Graphing functions is a visual way to understand their behavior. It helps to see how the function changes as the variable changes. The graph of a function represents all the solutions of an equation. In our case, we're working with the function \( y = |x| - 1 \).
To graph this function, we calculated the corresponding \( y \) values for each \( x \) from the given set \( \{-3, -2, -1, 0, 1, 2, 3\} \). Each solution \((x, y)\) is a point on the graph. In simpler terms, the function's graph is just a collection of points that we connect with lines. It allows us to see the shape and direction of the curve, which in this case is a "V" shaped due to the absolute value.

• Plot each \((x, y)\) point on a set of axes.
• Connect the points to visualize the entire function.

Understanding the plot helps to predict values, recognize patterns, and see function's symmetries or asymmetries clearly.

Piecewise functions are functions defined by different expressions based on the input value (or "piece"). The absolute value function \( y = |x| - 1 \) is an example of a piecewise function because it operates differently based on whether \( x \) is negative, positive, or zero.
Here's how it works:

• For \( x \, \geq 0 \), the function is \( y = x - 1 \).
• For \( x < 0 \), the function becomes \( y = -x - 1 \).

The piecewise nature of the function gives rise to a graph that joins pieces together, each behaving differently.

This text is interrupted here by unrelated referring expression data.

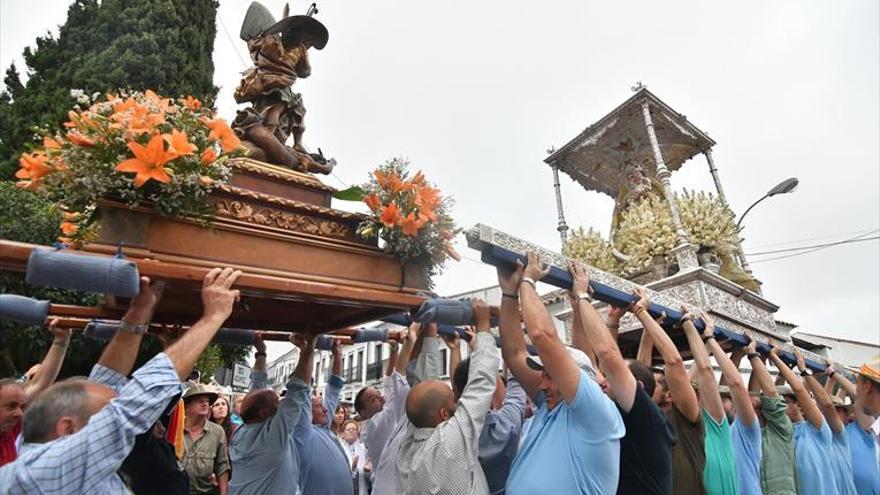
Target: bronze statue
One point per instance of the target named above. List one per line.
(279, 51)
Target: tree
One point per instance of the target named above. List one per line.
(163, 45)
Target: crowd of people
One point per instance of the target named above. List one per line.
(534, 416)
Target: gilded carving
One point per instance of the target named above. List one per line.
(280, 219)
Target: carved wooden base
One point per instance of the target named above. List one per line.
(306, 269)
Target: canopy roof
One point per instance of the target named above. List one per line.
(596, 157)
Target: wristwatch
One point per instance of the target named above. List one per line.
(131, 328)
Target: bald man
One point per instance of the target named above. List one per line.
(263, 453)
(439, 451)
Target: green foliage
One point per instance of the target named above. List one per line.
(26, 217)
(589, 246)
(163, 45)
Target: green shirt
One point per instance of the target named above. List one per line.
(777, 437)
(719, 476)
(204, 456)
(688, 455)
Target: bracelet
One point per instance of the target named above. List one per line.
(132, 328)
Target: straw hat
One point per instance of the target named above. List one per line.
(197, 389)
(869, 370)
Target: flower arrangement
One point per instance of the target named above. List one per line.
(137, 148)
(589, 246)
(646, 230)
(409, 215)
(708, 222)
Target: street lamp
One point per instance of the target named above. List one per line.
(784, 187)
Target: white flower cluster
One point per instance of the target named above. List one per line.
(707, 221)
(589, 246)
(81, 97)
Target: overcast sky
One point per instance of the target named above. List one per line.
(473, 93)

It is crucial to understand each piece to accurately graph and analyze the function.
In practical terms, think of piecewise functions as a set of rules, each applicable to specific conditions. This allows us to handle more complex real-world scenarios where a single equation may not suffice.

An algebraic equation is a statement of equality containing variables and constants, related by algebraic operations such as addition, subtraction, multiplication, and division. In our exercise, we're dealing with the equation \( y = |x| - 1 \).
This equation tells us how to find \( y \) based on a given \( x \). The absolute value modifies the usual behavior you'd expect from a linear equation, introducing a point of reflection at \( x = 0 \). Recognizing this reinforces our understanding of how transformations can alter the graph's shape and position.
When solving or graphing algebraic equations:

• Identify the type of equation and any transformations (such as taking the absolute value).
• Calculate particular solutions to understand overall behavior.

By graphing, we can visualize these relationships, making algebraic understanding more intuitive and engaging. The key to mastering algebraic equations is practice, which strengthens the foundation for solving more complex problems later on.